MANAGEMENT IMPLICATIONS
The Department initiated an experimental, state-wide season on mountain lions in 2005,
and future seasons for recreational hunting are a management option, provided the population
23
can sustain annual harvest mortality. However, lions in the Badlands are geographically isolated
from breeding populations of lions in Montana and South Dakota due to the vast expanses of
agricultural and grassland landscapes surrounding the region. For example, the nearest known
breeding lion populations to the west of the Badlands occur in the Little Rocky and Wolf
Mountains, of northeastern and southeastern Montana, approximately 346 km (215 mi) and 138
km (86 mi), respectively, from the North Dakota Border (Rauscher 2005; Montana Department
of Fish, Wildlife & Parks 2005; see Appendix IV for regional map showing nearest breeding
mountain lion populations to the North Dakota Badlands). The nearest population to the south,
occurs in the Black Hills of South Dakota, about 159 km (99 mi) from the North Dakota border.
This isolation, coupled with management prescriptions (e.g., recreational harvest, nuisance
animal removal) carried out by state agencies on lion populations in Montana and South Dakota,
likely have influenced, and will continue to influence dynamics of the Badlands lion population.
Reduction in immigration to the Badlands from an increase in annual harvests of lions in
Montana, and as of 2005, harvests in the Black Hills, South Dakota, could make the population
in North Dakota more vulnerable to harvest mortality, especially the females; immigration likely
already is hampered due to the tendency for females to return to, or remain near the area where
they were born. Immigrant lions are important for maintaining genetically healthy
subpopulations regionally, and for increasing numbers of animals in establishing populations
(Logan and Sweanor 2001). Therefore, close monitoring will be necessary to assess impacts to
the population from future recreational harvest. The habitat suitability map identified areas that
could potentially serve as travel habitat and temporary sites for immigrant animals in North
Dakota. Travel habitat and temporary sites outside of North Dakota will need to be identified to
24
understand population dynamics of the Badlands population and for long-term management of
the species.
MANAGEMENT APPROACH FOR MOUNTAIN LIONS 2006-2007
During 2006-07 the Department plans to undertake the following activities:
1) Continue to record and verify reported sightings of mountain lions
2) Continue the deer hunter observation questionnaire and furbearer harvest survey
3) Test the habitat suitability map
4) Conduct field surveys (snow track and camera station surveys) to monitor the population
5) Coordinate with Tribal authorities and other state agencies on lion management issues
6) Continue with education efforts (via general audience presentations and brochure on
lions), and
7) Conduct a second experimental mountain lion season in 2006-07 with the following
parameters:
DATES: September 2, 2006 through March 12, 2007
LOCATION: State-wide
HOURS: One half hour before sunrise to one half hour after sunset
WEAPONS: Any legal weapon currently allowed for other furbearers
DOGS: The use of dogs will be allowed. No hunting or pursuing with dogs until after January
1, 2007. People hunting with dogs may not pursue or take a female mountain lion accompanied
by kittens.
LEGAL ANIMAL: Any mountain lion other than kittens (lions with visible spots) or females
accompanied by kittens.
25
TRAPS AND SNARES: Are not allowed. Any incidental take of a mountain lion in a
trap or snare must be reported within 12 hours and the entire intact animal must be
submitted to the Game and Fish Department for analysis.

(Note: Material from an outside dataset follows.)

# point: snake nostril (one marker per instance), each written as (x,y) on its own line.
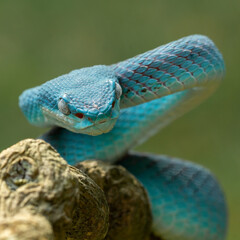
(102,121)
(79,115)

WHO IS ELIGIBLE TO PARTICPATE: By state law only North Dakota
residents are allowed to take furbearers other than fox or coyotes.
LICENSE REQUIREMENTS: A valid furbearer or combination license
LIMITS: One mountain lion per hunter per season
REPORTING REQUIREMENTS: Any mountain lion that is taken must be
reported to the Game and Fish Department within 12 hours and the entire intact
animal must be submitted to the Game and Fish Department for analysis. Legally
taken animals will be returned to the hunter following analysis.
QUOTA: The taking of 5 mountain lions will be allowed. Once this quota is
reached, the season will close. This quota includes mountain lions taken by USDA
Wildlife Services, the Game and Fish Department, taken by private landowners in
defense of livestock, road killed animals, incidental animals taking by traps or snares, and
animals taken for human safety issues. This quota does not include mountain lions taken
on Indian land within the exterior boundaries of a Reservation. EXCEPTION: mountain
lions taken on the Fort Berthold Reservation will be included in the quota. In the event
that none of the five lions are taken on Fort Berthold Reservation, one additional
mountain lion may be taken on the Reservation once the quota has been reached and the
statewide season closed.
NOTIFICATION OF SEASON CLOSURE: Once the quota of 5 mountain lions has been
reached the season will be closed immediately. The Game and Fish Department will
26
inform the public through press releases, public service announcements, and media
contacts.
27
LITERATURE CITED
Anderson, A.E. 1983. A critical review of the literature on puma (Felis concolor). Colorado
Division of Wildlife Special Report No. 54. 91 pp.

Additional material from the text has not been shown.